Distance runners look to develop consistency in meets

(Photo courtesy of Marquette Athletics.)

While lining up to race, a distance athlete not only prepares to compete, but prepares their mind as well. The race starts with the bang of a gun and the runners are off.

Senior distance athlete Anna Penzkover said that everyone falls into their preferred position in the pack. She said she likes to play the defensive game where she isn’t in control until the back-middle of the heat. 

“I always like to be in there because it’s always a little intimidating when I’m leading. Not knowing if girls are just staying behind me or when I’m going to get passed by a herd,” Penzkover said. “The position gives me a chance to fall into a place and find girls who are my speed and then I’m able to stick with them for the race and maneuver around them when I feel comfortable.”

Distance head coach Sean Birren said that establishing pace at the beginning is crucial for consistent energy throughout the event.

“Pacing is real important,” Birren said. “Say you have to run a long-distance race and some splits are off throughout the race, you’ve probably put yourself in a place where you’re really not going to come back from that and even thing out to run an optimal race.” 

Senior distance runner Jadon Conroy said that another strategy distance runners follow is staying behind other competitors, something he has been following for more than a decade now.

“I had a track and field club coach in fourth grade that would yell at me for going in front of people because so much more energy is used,” Conroy said. “You’re using less energy if you’re behind people because they break the wind for you. In a race that’s a couple miles long, the energy that is saved builds up a lot and can be useful for the end.” 

After the athletes find their pace, a whole other battle sets in. 

The pack can spread out and an athlete can find themselves alone. In these cases, Penzkover said that the mental battle that athletes go through is one of the toughest parts of the event.

“The mental aspect of the race can be a lot on a runner to have to handle it going into every single race,” Penzkover said. “Especially if you’re coming out of a low week of practice it can be difficult, but it works both ways. If you have been successful a lot, you can come with a lot of confidence. For me though, it’s always trying to go out there with the mentality of competing against myself and that helps.”

Birren said that a strong mental state can be a big part of running that when adversity occurs, as it did for Conroy, taking a step back from the sport is the best option.

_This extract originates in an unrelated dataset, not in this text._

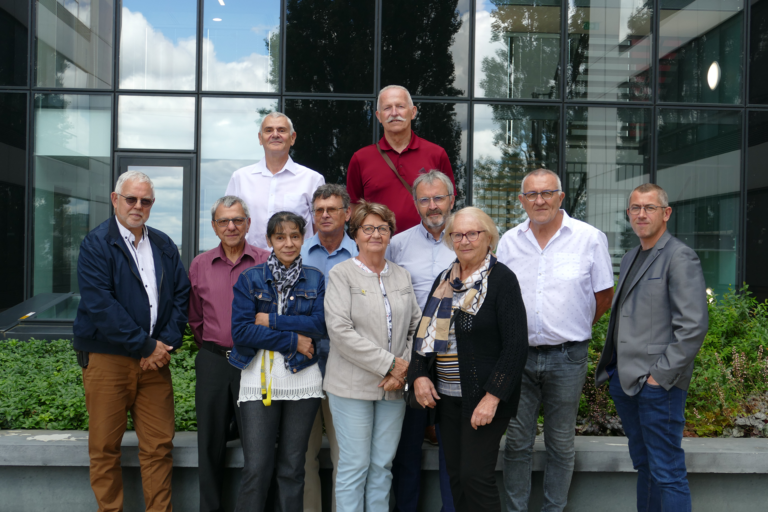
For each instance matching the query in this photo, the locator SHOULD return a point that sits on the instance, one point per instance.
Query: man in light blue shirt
(421, 251)
(328, 247)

“I actually didn’t run last year because I was struggling with some stuff,” Conroy said. “In distance running, you’re always battling mentally on the track and you just have to push those thoughts aside. But I realized early last season that I had too much stuff going on outside of running that I couldn’t battle those things in running.” 

When the pack spreads out, Penzkover said catching up to others can be difficult.

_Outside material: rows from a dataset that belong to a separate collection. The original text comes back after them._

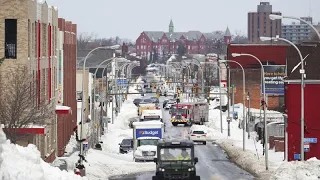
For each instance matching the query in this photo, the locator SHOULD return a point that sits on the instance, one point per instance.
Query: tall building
(297, 32)
(195, 42)
(259, 23)
(32, 37)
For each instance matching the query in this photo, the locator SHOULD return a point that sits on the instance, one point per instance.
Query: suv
(175, 160)
(125, 146)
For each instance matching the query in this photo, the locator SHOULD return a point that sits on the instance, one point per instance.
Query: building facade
(195, 42)
(297, 32)
(259, 23)
(30, 36)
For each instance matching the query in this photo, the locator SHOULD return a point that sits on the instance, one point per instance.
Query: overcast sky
(128, 18)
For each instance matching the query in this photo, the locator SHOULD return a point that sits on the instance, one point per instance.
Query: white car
(198, 135)
(168, 105)
(170, 92)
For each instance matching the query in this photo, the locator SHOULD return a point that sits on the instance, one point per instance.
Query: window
(10, 38)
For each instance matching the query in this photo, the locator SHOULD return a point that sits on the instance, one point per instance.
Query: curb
(251, 164)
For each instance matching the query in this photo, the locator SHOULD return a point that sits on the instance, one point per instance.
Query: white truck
(145, 139)
(151, 115)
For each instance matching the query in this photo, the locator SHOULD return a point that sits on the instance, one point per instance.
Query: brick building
(268, 54)
(259, 23)
(67, 122)
(30, 37)
(195, 42)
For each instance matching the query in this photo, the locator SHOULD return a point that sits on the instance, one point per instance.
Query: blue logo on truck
(157, 132)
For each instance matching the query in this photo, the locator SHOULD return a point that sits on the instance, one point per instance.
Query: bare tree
(19, 107)
(84, 39)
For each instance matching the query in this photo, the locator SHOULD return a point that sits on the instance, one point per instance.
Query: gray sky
(128, 18)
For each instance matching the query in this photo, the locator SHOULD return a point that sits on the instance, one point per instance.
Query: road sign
(310, 140)
(296, 156)
(306, 147)
(121, 81)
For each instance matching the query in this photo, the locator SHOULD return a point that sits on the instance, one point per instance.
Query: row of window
(11, 39)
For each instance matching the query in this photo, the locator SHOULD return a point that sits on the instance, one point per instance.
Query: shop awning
(63, 109)
(30, 129)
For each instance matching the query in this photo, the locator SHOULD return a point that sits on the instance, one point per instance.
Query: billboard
(154, 132)
(273, 77)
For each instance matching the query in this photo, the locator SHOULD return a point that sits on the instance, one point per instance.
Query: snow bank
(19, 162)
(309, 169)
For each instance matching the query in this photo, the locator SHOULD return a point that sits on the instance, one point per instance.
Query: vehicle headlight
(161, 169)
(191, 169)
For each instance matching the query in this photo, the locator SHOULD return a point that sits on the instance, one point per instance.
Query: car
(175, 160)
(148, 90)
(146, 101)
(137, 101)
(170, 92)
(155, 100)
(125, 146)
(198, 135)
(169, 105)
(165, 103)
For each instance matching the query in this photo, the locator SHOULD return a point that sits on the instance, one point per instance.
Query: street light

In this case, Birren said that one has to be willing to push their body even when there might be limited energy left in the drain.  

“Mentally, there’s this rubber band that stretches between athletes for about 5 to 10 yards,” Birren said. “If the racer ahead of you gets past that point, the rubber band kind of snaps and you disengage from those people. When that happens, you have to be focused enough to bring them back into range.”

When the race is down to its last two laps, Penzkover said that’s when it’s the hardest.

Penzkover said that if you don’t start picking it up in the final 800 meters, you will never have the will to do it closer to the end. 

In these situations, Penzkover said that so much energy has been used by this time of the race, one has to dig deep to find momentum to finish. But for herself, she knows where to dig for the final push.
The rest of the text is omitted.